EE353 / EE769 Introduction to Machine Learning (Jul 2024 edition)
Electrical Engineering, Indian Institute of Technology Bombay
                        Programming Assignment – 3 : Classification and Feature Engineering
Instructions:
a) Name files A3_<RollNo>.<extension>. Submit three files (or links to these): an .ipynb, a .py, and a video demo
(approx 10 minutes)
b) Use good coding practices such as avoiding hard-coding, using self-explanatory variable names, using
functions (if applicable). This will also be graded.
c) You may use libraries such as scikit-learn, and need not code anything from scratch.
d) Cite your sources if you use code from the internet (line-by-line or block-by-block). Also clarify what you have
modified.
Objective 1: Practice various steps and due diligence needed to train successful classification models.

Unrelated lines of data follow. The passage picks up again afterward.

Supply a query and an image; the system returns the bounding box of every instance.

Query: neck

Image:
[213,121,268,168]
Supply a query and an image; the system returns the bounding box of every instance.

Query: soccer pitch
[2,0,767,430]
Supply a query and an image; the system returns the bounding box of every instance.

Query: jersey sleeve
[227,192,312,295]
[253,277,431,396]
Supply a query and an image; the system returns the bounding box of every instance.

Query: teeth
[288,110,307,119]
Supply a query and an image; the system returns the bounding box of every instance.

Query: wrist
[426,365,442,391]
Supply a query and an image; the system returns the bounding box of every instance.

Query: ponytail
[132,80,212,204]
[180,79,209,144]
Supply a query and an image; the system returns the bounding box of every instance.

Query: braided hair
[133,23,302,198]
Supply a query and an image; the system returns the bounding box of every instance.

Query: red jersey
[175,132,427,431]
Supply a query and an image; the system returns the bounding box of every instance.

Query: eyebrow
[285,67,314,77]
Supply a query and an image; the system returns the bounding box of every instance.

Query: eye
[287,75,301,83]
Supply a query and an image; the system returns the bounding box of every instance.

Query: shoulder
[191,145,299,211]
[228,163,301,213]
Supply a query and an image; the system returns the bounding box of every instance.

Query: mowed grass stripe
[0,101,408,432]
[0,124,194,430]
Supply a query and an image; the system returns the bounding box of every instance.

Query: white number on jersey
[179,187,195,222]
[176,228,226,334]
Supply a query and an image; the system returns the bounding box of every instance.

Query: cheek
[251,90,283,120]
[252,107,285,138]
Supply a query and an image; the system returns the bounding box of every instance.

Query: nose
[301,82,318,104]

Background: Banks and other businesses run various marketing campaigns to nudge existing or potential customers
to take particular actions. If they take that desired action, the marketing campaign was successful. In order to
optimize the marketing budget across various campaigns, it will be great to be able to predict the customers for
which a particular marketing campaign will be successful. This prediction can be done based on the past data of
success or failure of similar marketing campaigns. You are tasked with building and testing such a model based on a
dataset available on Kaggle at: https://www.kaggle.com/datasets/janiobachmann/bank-marketing-dataset/data
    1. Perform exploratory data analysis to find out: [1.5]

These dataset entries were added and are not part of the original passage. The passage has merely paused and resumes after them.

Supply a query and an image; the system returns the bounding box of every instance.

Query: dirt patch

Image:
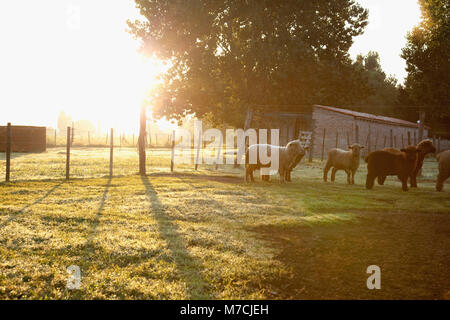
[250,211,450,299]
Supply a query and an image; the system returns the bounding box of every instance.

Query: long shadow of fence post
[81,177,112,263]
[0,182,63,229]
[140,175,214,299]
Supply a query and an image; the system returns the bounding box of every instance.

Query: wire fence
[2,125,448,183]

            a. Which variables are usable, and which are not? Why?
            b. Are there significant correlations or other relations among variables?
            c. Are the classes balanced? Classes are in poutcome column.

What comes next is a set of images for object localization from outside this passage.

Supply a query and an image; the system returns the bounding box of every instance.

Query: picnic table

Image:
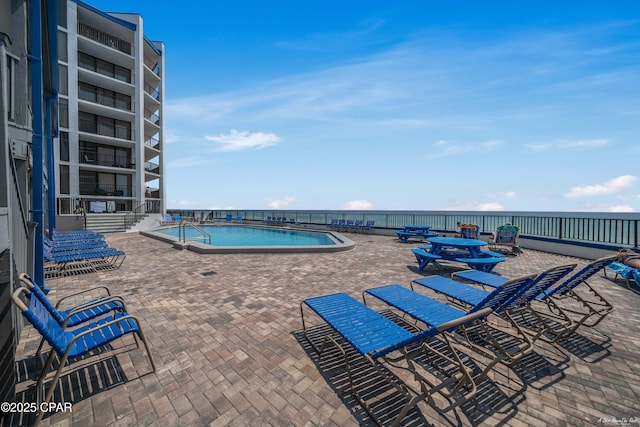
[396,225,438,243]
[412,237,505,272]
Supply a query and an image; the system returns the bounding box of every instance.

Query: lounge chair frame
[12,287,155,427]
[300,293,492,426]
[453,259,614,342]
[365,277,536,373]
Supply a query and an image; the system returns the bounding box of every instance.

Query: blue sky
[88,1,640,212]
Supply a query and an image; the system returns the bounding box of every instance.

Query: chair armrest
[60,295,128,327]
[54,286,112,309]
[66,314,142,348]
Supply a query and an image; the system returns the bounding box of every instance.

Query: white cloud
[477,202,504,211]
[559,138,611,149]
[426,139,500,159]
[426,140,473,159]
[205,129,280,152]
[267,196,297,209]
[343,200,373,210]
[607,205,635,212]
[483,140,502,148]
[564,175,637,198]
[526,139,611,152]
[525,143,552,152]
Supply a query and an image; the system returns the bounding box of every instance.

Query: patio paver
[4,230,640,426]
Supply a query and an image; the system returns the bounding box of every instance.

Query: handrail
[124,202,147,229]
[178,220,211,245]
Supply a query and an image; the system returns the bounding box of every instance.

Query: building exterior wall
[1,0,38,403]
[0,0,162,403]
[56,1,165,216]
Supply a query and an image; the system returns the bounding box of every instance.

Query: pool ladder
[178,220,211,245]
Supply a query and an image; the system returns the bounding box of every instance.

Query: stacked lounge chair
[44,230,126,277]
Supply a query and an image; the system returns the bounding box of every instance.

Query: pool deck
[7,231,640,426]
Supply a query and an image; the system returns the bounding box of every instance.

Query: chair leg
[135,330,156,372]
[34,351,68,427]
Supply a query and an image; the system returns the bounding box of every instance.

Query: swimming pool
[141,224,355,254]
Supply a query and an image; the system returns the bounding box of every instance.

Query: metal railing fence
[170,209,639,248]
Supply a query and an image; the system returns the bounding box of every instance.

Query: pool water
[155,225,336,247]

            d. Which classes will you use?
    2. Select metrics that you will use, such as accuracy, F1 score, balanced accuracy, AUC etc. and state the reason
       for the choice. [0.5]
    3. Develop a strategy to filter and code variables. [2]
            a. Should you be using continuous variables as they are, or should you normalize them, or take a
               transform? Why?
            b. Should you be using all values of discrete variables, or should you try to reduce them by combining
               some of the values?
            c. Are some variables very likely to be unreliable, noisy, or otherwise immaterial?
    4. Carve out some test data. Should this be balanced in some way? [1]
    5. Using five-fold cross-validation (you can use GridSearchCV from scikit-learn) to find the reasonable hyper-
       parameter settings for the following model types:
            a. RBF kernel SVM with kernel width and regularization as hyperparameters [1]
            b. Neural network with single ReLU hidden layer and Softmax output (hyperparameters: number of
               neurons, weight decay) [1]
            c. Random forest (max tree depth, max number of variables per node) [1]
    6. Check feature importance for each model to see if the same variables are important for each model. Read up
       on how to find feature importance. [1]
    7. See if removing some features systematically will improve your models (e.g. using recursive feature
       elimination https://scikit-learn.org/stable/modules/generated/sklearn.feature_selection.RFECV.html). [1]
    8. Finally, test a few promising models on the test data. Is the model useful for the business? [1]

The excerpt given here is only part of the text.